In the 1970s, the Mexican economy boomed by relying on easy access to US dollar loans. A dollar loan was like winning the lottery — effectively a coded expression for easy wealth. For Mexican capitalists this was a dream come true.
They floated in a fantasyland of cheap domestic servants, expensive trinkets and social climbing. Women who married strategically could expect to live like princesses.
But it all came tumbling down thanks to the so-called Volker Shock of 1980, when the US suddenly raised Federal Reserve interest rates. The value of the Mexican peso crashed and with it went the life style of Mexico’s privileged.
This is all depicted through the limited world view of Sophia, whose life is a cream cake of parties and petty gossipy viciousness topped with a thick icing of entitlement. She has lived her entire life coddled by servants and barely knows how to dress herself. She doesn't comprehend or pay attention to TV news reports that portend her future.
The storytelling is communicated by the almost imperceptible flicker of Ilse Salas’ eyes in her impervious face.
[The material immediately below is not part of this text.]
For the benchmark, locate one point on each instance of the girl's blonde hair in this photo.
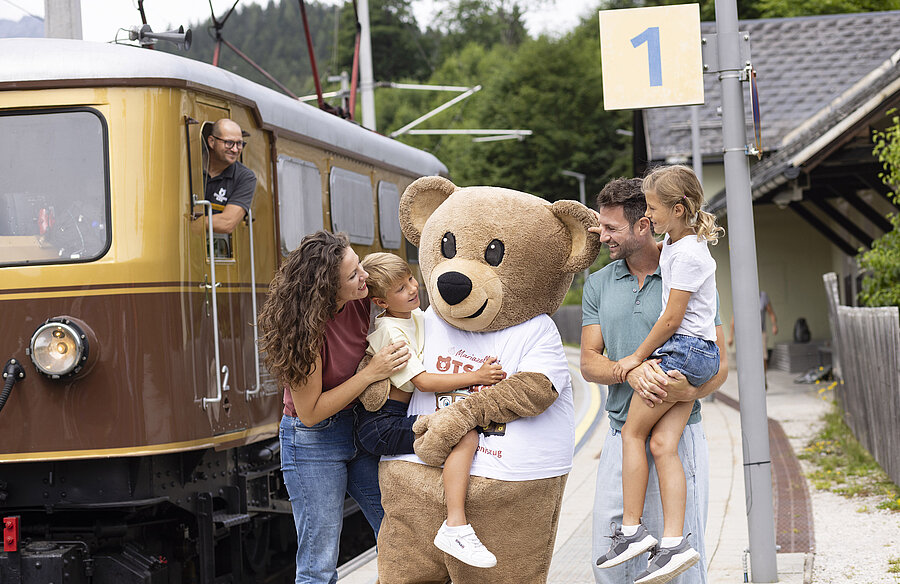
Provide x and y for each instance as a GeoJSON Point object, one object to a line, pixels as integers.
{"type": "Point", "coordinates": [384, 270]}
{"type": "Point", "coordinates": [677, 184]}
Expect no florid explosions of histrionics in this movie, we are watching the unravelling of ruling class illusions.
Do the characters achieve an understanding of their humanity or is their inner bestiality all that survives? Wait for the final scene.
Anyone confused by events in today’s Venezuela should see this film. The insane hatred of the remnant oligarchs towards the Bolivarian Revolution is the same.